A p-value is a statistical measure indicating the probability of obtaining results at least as extreme as those observed, assuming the null hypothesis is true. It is crucial in determining whether we have enough evidence to reject the null hypothesis in statistical tests.

Mathematical Foundations

Consider a test statistic T (e.g., the number of heads in coin flips) under a null hypothesis H0. P-value is defined as:

\[ \text{p-value} = P\bigl(T \ge t_{\mathrm{obs}} \mid H_0\bigr) \]

The Binomial Setting

If X ~ Binomial(n,p) under H0, the p-value when observing x successes is:

\[ \text{p-value} = \sum_{k=x}^{n} \binom{n}{k} \, p^k \, (1 - p)^{\,n - k} \] This is the upper tail probability (assuming a one-tailed test).

Data Example

Below, we simulate coin-flip data for a fair coin (p=0.5).

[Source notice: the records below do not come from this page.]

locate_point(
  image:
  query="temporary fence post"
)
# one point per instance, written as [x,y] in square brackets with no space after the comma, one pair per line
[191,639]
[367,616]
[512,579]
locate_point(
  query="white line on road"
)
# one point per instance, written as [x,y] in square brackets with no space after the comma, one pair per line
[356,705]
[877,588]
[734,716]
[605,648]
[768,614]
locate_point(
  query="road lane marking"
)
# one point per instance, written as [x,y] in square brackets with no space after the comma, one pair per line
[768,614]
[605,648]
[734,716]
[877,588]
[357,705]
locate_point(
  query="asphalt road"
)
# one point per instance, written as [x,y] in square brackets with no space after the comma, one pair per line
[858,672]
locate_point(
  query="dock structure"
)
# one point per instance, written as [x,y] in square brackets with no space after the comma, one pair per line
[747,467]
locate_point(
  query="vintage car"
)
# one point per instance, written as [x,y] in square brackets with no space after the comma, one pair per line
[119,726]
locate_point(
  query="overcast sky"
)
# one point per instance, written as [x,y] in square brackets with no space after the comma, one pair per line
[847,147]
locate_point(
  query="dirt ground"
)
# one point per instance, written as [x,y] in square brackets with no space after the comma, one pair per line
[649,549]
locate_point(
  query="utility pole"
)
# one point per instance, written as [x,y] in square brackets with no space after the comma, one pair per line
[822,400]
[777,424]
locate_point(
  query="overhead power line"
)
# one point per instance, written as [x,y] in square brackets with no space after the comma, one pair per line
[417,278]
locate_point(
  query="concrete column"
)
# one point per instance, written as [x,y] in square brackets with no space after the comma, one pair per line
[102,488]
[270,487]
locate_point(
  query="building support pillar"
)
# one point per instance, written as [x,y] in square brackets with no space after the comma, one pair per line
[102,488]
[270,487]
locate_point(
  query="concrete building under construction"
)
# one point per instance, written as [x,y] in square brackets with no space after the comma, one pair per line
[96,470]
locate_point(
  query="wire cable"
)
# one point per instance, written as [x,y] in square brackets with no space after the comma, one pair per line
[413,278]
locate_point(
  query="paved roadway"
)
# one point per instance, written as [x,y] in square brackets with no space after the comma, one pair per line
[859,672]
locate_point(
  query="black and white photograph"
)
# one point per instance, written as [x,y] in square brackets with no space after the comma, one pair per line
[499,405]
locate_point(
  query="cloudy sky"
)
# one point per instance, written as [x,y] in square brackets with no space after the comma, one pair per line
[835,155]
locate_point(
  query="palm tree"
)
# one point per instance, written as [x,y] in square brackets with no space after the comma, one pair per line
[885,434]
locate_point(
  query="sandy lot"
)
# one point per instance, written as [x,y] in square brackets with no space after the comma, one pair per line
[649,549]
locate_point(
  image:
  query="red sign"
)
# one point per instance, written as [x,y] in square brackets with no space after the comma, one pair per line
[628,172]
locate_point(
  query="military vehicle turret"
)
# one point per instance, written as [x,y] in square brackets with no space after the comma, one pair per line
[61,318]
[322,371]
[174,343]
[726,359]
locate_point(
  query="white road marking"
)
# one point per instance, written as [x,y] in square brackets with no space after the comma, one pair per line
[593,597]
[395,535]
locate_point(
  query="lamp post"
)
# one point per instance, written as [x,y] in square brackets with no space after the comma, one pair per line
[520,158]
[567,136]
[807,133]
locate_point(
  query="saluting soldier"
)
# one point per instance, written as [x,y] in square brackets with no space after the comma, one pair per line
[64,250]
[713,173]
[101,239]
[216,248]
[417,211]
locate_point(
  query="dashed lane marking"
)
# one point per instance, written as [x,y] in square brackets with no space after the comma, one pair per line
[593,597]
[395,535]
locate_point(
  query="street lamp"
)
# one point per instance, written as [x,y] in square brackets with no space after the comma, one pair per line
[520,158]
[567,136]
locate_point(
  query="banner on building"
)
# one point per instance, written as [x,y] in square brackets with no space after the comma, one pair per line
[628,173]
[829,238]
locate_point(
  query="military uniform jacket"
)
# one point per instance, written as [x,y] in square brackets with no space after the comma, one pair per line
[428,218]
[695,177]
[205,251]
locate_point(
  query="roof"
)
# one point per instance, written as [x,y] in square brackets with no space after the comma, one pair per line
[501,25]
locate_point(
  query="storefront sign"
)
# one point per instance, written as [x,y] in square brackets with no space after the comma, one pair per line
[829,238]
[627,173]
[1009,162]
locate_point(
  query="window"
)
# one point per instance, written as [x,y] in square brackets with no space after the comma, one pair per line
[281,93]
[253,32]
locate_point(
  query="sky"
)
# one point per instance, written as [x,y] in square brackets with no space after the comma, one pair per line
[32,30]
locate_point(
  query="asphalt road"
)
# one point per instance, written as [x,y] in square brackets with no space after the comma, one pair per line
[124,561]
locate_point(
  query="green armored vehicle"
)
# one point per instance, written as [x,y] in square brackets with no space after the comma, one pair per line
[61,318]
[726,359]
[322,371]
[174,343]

We flip the coin n=100 times, repeated 1000 times, and count how often we get ≥70 heads in a single run.

set.seed(123)
n <- 100
p <- 0.5

# Simulate 1000 experiments of 100 flips each
sim_data <- rbinom(1000, size=n, prob=p)

# Observed p-value for "70 or more heads" in each experiment
p_value_est <- mean(sim_data >= 70)

cat("P-value estimate for ≥70 heads in 100 flips:", p_value_est, "\n")

## P-value estimate for ≥70 heads in 100 flips: 0

Interpretation

This empirical p-value tells us how rare it is to observe at least 70 heads if the coin were fair.

2D Visualization with ggplot (Histogram) We can visualize the distribution of the number of heads across the 1000 simulated experiments.

library(ggplot2)

sim_df <- data.frame(Heads = sim_data)

ggplot(sim_df, aes(x = Heads)) +
  geom_histogram(binwidth = 1, fill = "blue", color = "black") +
  geom_vline(xintercept = 70, color = "red", linetype = "dashed") +
  ggtitle("Distribution of Heads (100 flips per experiment)") +
  xlab("Number of Heads") +
  ylab("Frequency")

Another ggplot

Bar Plot of Counts Above Threshold Let’s categorize each experiment into “70+ heads” or “< 70 heads” and visualize counts.

sim_df$Above70 <- ifelse(sim_df$Heads >= 70, "≥70 Heads", "<70 Heads")

ggplot(sim_df, aes(x = Above70)) +
  geom_bar(fill = "lightblue", color = "black") +
  ggtitle("Experiments with ≥70 Heads vs. <70 Heads") +
  xlab("") +
  ylab("Count of Experiments")

3D Visualization

Plotly To explore a 3D perspective, suppose we vary the probability of heads p from 0 to 1 (x-axis) and the “threshold” number of heads from 0 to 100 (y-axis). We then look at the binomial probability mass P(X=k) (z-axis).

library(plotly)

x_vals <- seq(0, 1, by = 0.05)
y_vals <- seq(0, 100, by = 5)
z_vals <- outer(x_vals, y_vals, function(prob, k) dbinom(k, size=n, prob=prob))

plot_ly(x = x_vals, y = y_vals, z = z_vals, type = "surface") %>%
  layout(title = "3D Binomial Distribution Surface",
         scene = list(xaxis = list(title = "Probability (p)"),
                      yaxis = list(title = "Heads (k)"),
                      zaxis = list(title = "P(X = k)")))

Another code

set.seed(123)
n <- 100
p <- 0.5
sim_data <- rbinom(1000, size = n, prob = p)
p_value_est <- mean(sim_data >= 70)
p_value_est

## [1] 0

This code provides the empirical probability of observing 70 or more heads.

Conclusion

P-value is a key concept in hypothesis testing to quantify how extreme observed results are under H0. We simulated a coin toss scenario, demonstrating how to estimate a p-value empirically. Visualizations (2D ggplot, 3D Plotly) help illustrate the underlying binomial distribution and significance of outcomes.

Takeaways:

A small p-value (<0.05) suggests rejecting H0.
A large p-value indicates insufficient evidence to reject H0.